Mohamed El Makrini (born 6 July 1987) is a Dutch professional footballer who plays as a midfielder for SV TEC.

Career
Born in Utrecht, El Makrini started his youth career at SV CDW in Wijk bij Duurstede, after which he moved to USV Elinkwijk. At USV, he stood out among the scouts of FC Den Bosch, who brought him to their academy. As a youth, he mostly played in attacking midfield. After his transfer to Den Bosch, El Makrini was labeled as a big talent, which earned him a professional contract at a young age. As a result, he was invited to the Morocco national under-20 team. El Makrini played for FC Den Bosch for six seasons, in which he made more than 130 appearances, including matches in the KNVB Cup tournament, league playoffs and the league. After moving to the first team of Den Bosch, he was utilised as a right back, midfielder and right winger. In his last year at FC Den Bosch, El Makrini played mostly in defensive midfield.

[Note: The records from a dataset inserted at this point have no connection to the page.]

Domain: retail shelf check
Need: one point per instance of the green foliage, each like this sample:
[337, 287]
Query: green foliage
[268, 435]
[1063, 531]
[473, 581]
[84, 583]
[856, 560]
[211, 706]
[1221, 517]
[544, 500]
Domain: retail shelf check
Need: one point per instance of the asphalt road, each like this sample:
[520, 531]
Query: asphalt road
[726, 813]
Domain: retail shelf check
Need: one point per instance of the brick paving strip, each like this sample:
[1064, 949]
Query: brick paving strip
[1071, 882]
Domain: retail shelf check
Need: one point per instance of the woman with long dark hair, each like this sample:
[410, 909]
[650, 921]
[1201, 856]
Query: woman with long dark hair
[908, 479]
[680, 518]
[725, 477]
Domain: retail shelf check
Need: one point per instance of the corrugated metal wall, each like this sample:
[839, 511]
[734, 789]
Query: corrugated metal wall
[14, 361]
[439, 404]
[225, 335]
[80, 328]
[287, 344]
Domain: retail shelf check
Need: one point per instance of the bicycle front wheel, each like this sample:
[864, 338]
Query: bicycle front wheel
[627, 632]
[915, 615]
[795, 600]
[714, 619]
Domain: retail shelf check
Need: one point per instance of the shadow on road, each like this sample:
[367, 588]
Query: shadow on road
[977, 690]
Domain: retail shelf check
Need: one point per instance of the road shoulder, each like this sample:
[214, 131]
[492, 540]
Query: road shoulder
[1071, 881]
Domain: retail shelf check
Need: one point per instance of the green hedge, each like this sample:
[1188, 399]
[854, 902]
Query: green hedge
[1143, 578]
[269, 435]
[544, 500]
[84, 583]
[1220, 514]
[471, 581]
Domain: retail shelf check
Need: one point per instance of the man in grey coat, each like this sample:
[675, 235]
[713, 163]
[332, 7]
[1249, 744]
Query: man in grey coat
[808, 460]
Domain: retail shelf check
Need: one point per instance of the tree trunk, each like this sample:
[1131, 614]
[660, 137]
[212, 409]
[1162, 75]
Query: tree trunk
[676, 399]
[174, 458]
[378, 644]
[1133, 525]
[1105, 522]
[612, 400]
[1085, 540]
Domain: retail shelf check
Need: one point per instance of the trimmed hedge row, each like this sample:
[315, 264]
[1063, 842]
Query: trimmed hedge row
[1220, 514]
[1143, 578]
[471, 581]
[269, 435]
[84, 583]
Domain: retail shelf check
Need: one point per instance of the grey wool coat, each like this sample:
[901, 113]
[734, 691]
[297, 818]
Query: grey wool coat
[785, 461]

In the summer of 2011, El Makrini signed a one-year contract with SC Cambuur. With the club, he won the second-tier Eerste Divisie championship in the 2012–13 season and thus achieved promotion to the Eredivisie. There, he made 32 league appearances during the 2013–14 season. His stay at Cambuur eventually lasted four seasons. 

On 1 July 2015, El Makrini moved to Danish Superliga club OB, signing a two-year contract. In the Superliga, El Makrini also made an impact. In January 2017, he was signed by Dutch side Roda JC Kerkrade for a transfer fee of €150,000. In his first six months at the club, they suffered relegation from the Eredivisie. El Makrini remained in Kerkrade despite the relegation and played one season in the second tier.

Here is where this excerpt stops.